Accurate estimates can be obtained if sufficient data is acquired. Otherwise, it may be useful to derive uncertainty estimates about \(C^*\) and \(kLa\) (the parameters fitted)

This can be achieved with a Bayesian calibration procedure. The calibration is conducted by removing transient data, and by doing a data bootstrapping. The number of data to remove in the transient phase is automatically determined by examining how accurate is the fit.

python applications/compute_kla_uq.py -i bird/postprocess/data_kla/volume_avg.dat -ti 0 -ci 1 -mc 10

Generates

Chopping index = 0
Chopping index = 1
Chopping index = 2
Chopping index = 3
Chopping index = 4
Doing data bootstrapping
      scenario 0
      scenario 1
      scenario 2
      scenario 3
For bird/postprocess/data_kla/volume_avg.dat with time index: 0, concentration index: 1
     kla = 324 +/- 2.446 [h-1]
     cstar = 0.3107 +/- 0.0006522 [mol/m3]
Without data bootstrap
     kla = 324.5 +/- 2.075 [h-1]
     cstar = 0.3105 +/- 0.0005444 [mol/m3]

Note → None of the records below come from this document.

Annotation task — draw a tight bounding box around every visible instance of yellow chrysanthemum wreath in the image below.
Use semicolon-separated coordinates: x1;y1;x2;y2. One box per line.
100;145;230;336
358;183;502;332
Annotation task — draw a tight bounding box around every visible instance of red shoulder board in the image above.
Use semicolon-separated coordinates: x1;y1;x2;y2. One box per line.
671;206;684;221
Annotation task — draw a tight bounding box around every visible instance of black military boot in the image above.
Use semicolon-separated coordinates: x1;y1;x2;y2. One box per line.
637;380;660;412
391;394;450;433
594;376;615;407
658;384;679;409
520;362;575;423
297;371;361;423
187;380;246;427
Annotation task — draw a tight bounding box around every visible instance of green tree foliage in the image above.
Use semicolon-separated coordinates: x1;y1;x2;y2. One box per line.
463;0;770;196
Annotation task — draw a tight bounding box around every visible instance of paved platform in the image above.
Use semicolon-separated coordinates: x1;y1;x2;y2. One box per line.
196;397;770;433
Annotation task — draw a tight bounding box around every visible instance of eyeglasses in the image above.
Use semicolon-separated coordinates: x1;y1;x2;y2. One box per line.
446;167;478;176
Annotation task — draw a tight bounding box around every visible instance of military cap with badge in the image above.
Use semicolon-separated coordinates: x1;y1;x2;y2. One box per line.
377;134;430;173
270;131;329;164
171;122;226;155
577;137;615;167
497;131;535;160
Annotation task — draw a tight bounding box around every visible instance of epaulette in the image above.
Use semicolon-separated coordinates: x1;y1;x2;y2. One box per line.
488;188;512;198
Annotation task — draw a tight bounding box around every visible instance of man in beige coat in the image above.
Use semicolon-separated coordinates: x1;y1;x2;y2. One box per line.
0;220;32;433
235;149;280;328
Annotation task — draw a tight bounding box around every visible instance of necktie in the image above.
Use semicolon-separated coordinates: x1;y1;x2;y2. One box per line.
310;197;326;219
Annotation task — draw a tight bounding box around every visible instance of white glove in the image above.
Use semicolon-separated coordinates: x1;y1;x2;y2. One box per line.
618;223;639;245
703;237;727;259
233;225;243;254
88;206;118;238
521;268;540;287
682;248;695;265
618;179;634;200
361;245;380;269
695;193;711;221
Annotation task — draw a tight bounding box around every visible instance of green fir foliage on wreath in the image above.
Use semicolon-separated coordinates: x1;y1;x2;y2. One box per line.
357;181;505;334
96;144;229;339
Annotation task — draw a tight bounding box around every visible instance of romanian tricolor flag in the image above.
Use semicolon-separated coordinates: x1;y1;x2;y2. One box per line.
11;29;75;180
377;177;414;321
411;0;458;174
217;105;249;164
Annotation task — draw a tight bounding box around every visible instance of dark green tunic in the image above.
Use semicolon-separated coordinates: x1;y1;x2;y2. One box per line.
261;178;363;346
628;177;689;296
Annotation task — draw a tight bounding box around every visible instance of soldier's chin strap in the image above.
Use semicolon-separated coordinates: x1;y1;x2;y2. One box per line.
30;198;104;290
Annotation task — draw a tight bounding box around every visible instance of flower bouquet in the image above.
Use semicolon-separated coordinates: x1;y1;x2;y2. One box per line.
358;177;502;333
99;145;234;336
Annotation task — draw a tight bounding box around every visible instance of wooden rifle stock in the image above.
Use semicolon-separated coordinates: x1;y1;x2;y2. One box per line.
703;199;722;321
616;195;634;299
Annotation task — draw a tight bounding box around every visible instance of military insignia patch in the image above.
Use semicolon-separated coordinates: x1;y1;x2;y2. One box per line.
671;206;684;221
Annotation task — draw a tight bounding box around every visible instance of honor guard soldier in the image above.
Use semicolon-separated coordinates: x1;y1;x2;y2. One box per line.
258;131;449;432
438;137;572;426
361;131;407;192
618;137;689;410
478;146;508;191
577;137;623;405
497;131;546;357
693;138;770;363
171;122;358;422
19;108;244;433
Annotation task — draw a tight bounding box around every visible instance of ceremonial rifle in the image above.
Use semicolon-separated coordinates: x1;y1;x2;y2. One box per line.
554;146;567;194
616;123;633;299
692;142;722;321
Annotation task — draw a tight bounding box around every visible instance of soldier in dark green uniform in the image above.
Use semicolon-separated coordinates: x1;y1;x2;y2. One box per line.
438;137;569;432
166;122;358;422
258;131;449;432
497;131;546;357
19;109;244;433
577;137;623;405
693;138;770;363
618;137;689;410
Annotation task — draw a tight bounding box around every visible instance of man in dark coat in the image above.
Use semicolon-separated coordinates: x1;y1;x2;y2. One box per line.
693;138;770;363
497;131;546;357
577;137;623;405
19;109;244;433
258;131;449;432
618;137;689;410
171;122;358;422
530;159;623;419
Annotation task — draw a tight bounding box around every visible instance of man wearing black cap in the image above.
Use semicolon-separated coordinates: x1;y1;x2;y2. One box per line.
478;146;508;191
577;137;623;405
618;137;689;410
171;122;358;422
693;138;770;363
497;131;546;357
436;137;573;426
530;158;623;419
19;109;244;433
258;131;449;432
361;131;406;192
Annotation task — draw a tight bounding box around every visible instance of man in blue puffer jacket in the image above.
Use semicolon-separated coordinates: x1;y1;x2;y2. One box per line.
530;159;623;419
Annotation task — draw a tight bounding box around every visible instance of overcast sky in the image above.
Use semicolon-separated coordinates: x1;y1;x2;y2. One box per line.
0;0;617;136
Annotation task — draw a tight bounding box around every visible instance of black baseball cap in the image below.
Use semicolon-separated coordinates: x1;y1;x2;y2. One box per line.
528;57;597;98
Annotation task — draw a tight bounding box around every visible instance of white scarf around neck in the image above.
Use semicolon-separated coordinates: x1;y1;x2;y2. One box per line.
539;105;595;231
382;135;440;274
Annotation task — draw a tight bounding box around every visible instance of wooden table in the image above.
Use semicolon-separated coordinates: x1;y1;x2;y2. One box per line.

Compute mean statistics with uncertainty

Averaging a discretized time-series signal is used in many contexts to characterize bio reactors (to compute averaged holdup or species concentrations). Averaging is subject to statistical error and we provide tools to manage it.

The run the illustrative example we consider here:

python applications/compute_time_series_mean.py

There, we consider a time series acquired over the interval \([0, 2]\) where the signal is \(cos (2 \pi t)\) shown below

Time series example

We can sample the signal with 100 points through the interval \([0, 2]\), and we obtain the following output

2025-09-02 12:36:15,016 [DEBUG] bird: Making the time series equally spaced over time
2025-09-02 12:36:15,016 [DEBUG] bird: Time series already equally spaced
2025-09-02 12:36:15,016 [DEBUG] bird: T0 = 1.270553916086648
2025-09-02 12:36:15,016 [INFO] bird: Mean = 0.01 +/- 0.081

The T0 value suggests that every \(1.27\) points is considered independent. The uncertainty about the mean is estimated via the central limit theorem, where the number of datapoints is downsampled to make the sample independents

We can also oversample the signal with 100 times more points. No more information has been provided about the signal, but without identifying the number of steps over which samples can be considered independent, the uncertainty (\(0.081\)) would be artificially reduced to \(0.0081\).

Here we obtain

2025-09-02 12:36:15,016 [DEBUG] bird: Making the time series equally spaced over time
2025-09-02 12:36:15,016 [DEBUG] bird: Time series already equally spaced
2025-09-02 12:36:15,030 [DEBUG] bird: T0 = 126.6515206796017
2025-09-02 12:36:15,030 [INFO] bird: Mean = 0.0001 +/- 0.08

The mean calculation function identifies that every 127 points is independent, and the uncertainty about the mean is not artificially reduced.